Table 3 shows the three properties of the outbreak controlled by HS(with a 50% compliance level for household quarantine), with alert values increasing from 20 to 1000. Clearly, the higher the alert value, the larger the total number of cases and peak number of cases, and the earlier the peak day. With a lower alert value, that is, intervening earlier, control measures were more effective.

Table 3 Total number of cases, peak number of cases and peak day under HScontrol with various alert values

Table 4 shows the three properties of the outbreak controlled by HS(with a 50% compliance level for household quarantine) for four values of R 0 (1.24, 1.79, 2.42, and 2.60). By comparing the set of outcomes under control measure HSwith the corresponding Nscenario (for the same R 0) (Table 4), it can be seen that the control measure HSwas more effective for smaller R 0 values. Because the smaller the R 0, the lower the probability of an outbreak, the greater the relative decrease in total number of cases and peak number of cases, and the greater the relative delay in the peak day.
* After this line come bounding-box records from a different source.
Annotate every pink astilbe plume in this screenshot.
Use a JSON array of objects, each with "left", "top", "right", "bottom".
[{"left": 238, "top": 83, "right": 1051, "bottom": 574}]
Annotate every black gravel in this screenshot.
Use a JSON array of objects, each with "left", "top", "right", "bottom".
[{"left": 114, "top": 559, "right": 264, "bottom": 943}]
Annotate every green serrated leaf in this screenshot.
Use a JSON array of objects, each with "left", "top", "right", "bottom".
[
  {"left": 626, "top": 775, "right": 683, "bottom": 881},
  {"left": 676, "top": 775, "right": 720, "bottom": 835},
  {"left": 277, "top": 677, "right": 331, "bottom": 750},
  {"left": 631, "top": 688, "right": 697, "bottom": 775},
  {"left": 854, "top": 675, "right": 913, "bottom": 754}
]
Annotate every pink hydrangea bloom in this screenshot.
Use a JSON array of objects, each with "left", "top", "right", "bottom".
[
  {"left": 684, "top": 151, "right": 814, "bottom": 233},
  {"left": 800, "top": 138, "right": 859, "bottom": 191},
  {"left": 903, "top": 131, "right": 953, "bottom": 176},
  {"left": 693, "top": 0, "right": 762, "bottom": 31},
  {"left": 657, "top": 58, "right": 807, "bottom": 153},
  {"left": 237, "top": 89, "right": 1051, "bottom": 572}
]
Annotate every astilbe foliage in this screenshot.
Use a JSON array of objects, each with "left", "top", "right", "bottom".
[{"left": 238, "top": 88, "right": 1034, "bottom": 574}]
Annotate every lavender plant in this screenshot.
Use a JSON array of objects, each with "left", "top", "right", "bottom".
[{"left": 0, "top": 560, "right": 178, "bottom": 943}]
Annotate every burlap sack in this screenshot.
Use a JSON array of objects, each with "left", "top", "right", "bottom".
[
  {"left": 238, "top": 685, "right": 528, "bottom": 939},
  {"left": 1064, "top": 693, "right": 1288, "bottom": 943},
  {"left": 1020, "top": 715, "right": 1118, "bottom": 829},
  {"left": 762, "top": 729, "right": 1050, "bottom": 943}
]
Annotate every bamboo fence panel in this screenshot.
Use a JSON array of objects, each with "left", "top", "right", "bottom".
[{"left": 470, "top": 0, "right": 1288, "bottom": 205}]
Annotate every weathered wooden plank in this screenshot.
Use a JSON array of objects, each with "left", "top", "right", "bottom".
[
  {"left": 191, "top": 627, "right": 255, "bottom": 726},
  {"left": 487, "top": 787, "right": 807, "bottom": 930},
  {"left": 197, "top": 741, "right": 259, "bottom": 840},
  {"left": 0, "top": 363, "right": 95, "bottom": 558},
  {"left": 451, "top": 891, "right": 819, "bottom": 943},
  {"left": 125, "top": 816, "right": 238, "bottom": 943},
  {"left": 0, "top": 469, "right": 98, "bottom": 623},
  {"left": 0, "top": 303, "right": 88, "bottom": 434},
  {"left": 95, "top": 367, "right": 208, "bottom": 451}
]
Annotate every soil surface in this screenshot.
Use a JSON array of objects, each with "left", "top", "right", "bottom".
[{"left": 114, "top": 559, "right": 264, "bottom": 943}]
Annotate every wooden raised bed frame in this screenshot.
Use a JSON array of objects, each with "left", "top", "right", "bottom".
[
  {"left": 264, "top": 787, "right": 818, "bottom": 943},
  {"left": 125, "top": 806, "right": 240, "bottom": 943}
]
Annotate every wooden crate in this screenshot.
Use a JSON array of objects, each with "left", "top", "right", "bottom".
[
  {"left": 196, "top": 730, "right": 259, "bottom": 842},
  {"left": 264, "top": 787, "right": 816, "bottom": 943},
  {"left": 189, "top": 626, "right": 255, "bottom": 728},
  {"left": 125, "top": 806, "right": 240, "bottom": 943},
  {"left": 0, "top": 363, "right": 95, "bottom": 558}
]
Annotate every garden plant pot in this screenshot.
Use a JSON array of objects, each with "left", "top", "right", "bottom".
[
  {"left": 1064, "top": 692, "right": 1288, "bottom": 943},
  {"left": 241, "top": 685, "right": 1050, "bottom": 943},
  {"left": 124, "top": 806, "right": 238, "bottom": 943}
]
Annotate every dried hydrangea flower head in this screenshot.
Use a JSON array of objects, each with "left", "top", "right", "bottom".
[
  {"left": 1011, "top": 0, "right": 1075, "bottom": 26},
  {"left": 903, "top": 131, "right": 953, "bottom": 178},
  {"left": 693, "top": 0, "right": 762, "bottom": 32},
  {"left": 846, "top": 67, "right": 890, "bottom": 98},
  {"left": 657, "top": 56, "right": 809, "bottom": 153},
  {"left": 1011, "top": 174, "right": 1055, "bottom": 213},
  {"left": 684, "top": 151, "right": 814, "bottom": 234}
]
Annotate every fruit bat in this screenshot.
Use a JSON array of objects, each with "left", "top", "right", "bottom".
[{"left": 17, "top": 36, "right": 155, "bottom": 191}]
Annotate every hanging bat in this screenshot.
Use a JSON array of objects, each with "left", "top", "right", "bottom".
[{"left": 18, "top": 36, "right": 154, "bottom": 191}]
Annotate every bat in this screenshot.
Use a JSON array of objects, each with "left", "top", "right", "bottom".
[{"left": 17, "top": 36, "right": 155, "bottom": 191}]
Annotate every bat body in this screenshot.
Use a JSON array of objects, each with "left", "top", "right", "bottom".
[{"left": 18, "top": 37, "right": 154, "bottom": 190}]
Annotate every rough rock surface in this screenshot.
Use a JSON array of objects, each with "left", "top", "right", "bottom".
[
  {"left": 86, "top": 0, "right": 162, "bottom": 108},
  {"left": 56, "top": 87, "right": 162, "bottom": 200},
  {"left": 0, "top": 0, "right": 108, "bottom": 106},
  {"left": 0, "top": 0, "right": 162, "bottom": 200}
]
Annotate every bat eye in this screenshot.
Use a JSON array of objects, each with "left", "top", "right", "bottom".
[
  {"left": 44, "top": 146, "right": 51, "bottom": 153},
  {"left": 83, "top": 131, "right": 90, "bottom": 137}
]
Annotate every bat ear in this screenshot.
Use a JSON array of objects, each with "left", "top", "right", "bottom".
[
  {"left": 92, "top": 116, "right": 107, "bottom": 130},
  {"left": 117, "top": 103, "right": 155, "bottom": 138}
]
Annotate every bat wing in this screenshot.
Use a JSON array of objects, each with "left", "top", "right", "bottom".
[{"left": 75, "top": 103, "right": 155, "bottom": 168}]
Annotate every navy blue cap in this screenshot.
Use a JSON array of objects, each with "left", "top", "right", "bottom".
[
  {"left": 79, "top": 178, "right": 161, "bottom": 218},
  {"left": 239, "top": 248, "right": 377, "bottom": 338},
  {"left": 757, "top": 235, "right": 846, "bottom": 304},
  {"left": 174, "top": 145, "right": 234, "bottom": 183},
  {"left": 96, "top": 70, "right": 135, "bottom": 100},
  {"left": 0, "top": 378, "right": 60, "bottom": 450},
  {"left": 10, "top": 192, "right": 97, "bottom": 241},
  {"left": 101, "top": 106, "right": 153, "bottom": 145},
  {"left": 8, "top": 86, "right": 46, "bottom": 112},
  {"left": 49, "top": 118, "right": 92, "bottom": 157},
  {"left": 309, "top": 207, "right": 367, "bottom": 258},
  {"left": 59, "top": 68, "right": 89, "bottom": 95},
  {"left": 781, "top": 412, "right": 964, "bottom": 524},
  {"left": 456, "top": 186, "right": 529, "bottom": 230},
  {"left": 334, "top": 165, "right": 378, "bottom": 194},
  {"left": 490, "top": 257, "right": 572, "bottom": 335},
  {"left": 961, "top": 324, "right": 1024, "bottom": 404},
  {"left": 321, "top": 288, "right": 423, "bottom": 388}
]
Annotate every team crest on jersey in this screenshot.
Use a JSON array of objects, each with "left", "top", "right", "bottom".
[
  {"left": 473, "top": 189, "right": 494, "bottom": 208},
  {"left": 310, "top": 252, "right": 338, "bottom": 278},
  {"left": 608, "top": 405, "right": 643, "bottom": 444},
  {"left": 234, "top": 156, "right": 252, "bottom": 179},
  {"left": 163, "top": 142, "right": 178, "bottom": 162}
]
Table 4 Total number of cases, peak number of cases and peak day with or without HScontrol for four values of R 0

Discussion

From the ISTAM model, school closure resulted in about a 4.2% reduction in the total number of cases and a 28.9% reduction in the peak number of cases. These reductions were rather low compared with some empirical studies [36, 37] which suggest approximately a 15% reduction in the total number of cases and a 40% reduction in the peak number of cases. As Table 2 shows, with school closure, infection in schools was reduced to a very low level, but infection within other ABs increased in absolute number. The explanation is that school closure alone can move pupils' daily activities from school to home, and infection risk at home and other ABs may actually increase. This is consistent with other studies [31, 32, 50–53]. Milne et al. [51] argued in a comparison study that differences in effectiveness can arise from differences in assumptions about the timing and duration of school closure. It would be interesting to implement such finer level differences within the ISTAM model in future. Another explanation is that the current model does not consider the age dependence of susceptibility and infectiousness. For example, children may be more susceptible and infectious than adults [54, 55]. This should be explored in the future.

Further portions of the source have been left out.